Gail taught Plant Propagation for over two decades. She currently maintains a small
nursery in Meridian, Mississippi. Recently she propagated Black Belt Prairie wildflowers
and grasses used to establish a Prairie Garden at The University of West Alabama and
another on the Natchez Trace. Gail writes descriptive plant articles for New Moon
Nursery, works as a Landscape Consultant, teaches Propagation Workshops, and blogs
at www.yardflower.com. She is past president of the Mississippi Native Plant Society
and is a certifiable plant fool. She enjoys exploring her 6 acres of nature trails
with her husband and pack of happy dogs.
Mike Berkley, co-owner of Growild, Inc. of Fairview, TN; has experimented with all
things native in homeowner’s yards, state and federal parks, commercial development,
land restoration, on roof tops, rain gardens and in his own yard for the past 31 years.

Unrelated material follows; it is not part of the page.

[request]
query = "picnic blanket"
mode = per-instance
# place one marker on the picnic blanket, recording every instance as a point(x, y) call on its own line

His native plant addiction has evolved into a nursery of over 40,000 native plants
for sale from the tiniest violet to the mighty oaks. A grower, designer and installation
business was not enough for Mike. He is now co-host to the Native Plant Podcast where
native plants meet Click & Clack with a little hillbilly. This year will be Mike’s
26th year to attend this native plant family reunion we call Plant Camp and he couldn’t
be happier to share his passion.
Kim is a field organizer for Audubon North Carolina, a state program of the National
Audubon Society. Kim has a master's degree in ornithology and was an Audubon Toyota
TogetherGreen Fellow in 2013 for her native-plants work with Habitat for Humanity
and Audubon in Forsyth County. Kim leads Audubon NC’s Bird-Friendly Communities program,
which focuses conservation efforts – including promoting native plants – where most
people live, in cities and towns.
Tradd and Olga Cotter
The Cotters own and operate Mushroom Mountain, a mushroom cultivation and research
facility located in the upstate South Carolina. Tradd is the author of Organic Mushroom Farming and Mycoremediation (Chelsea Green), EPA Fellow, and head of Laboratory Research and Product Development
and designer of the FDA sanctioned Wild Mushroom Food Safety course. Olga oversees
all company business, social media, green markets, and expert mushroom hunter.The
pair launched Mushroom Mountain University, an online learning platform in spring
Dr. David Cozzo
Dr. David Cozzo is an ethnobotanist specializing in the relationship of the Cherokee
to their botanical world. He is an Area Specialized Agent for the North Carolina Cooperative
Extension based at the Eastern Band of the Cherokee Indians Extension Center and is
the Project Director for the Revitalization of Traditional Cherokee Artisan Resources.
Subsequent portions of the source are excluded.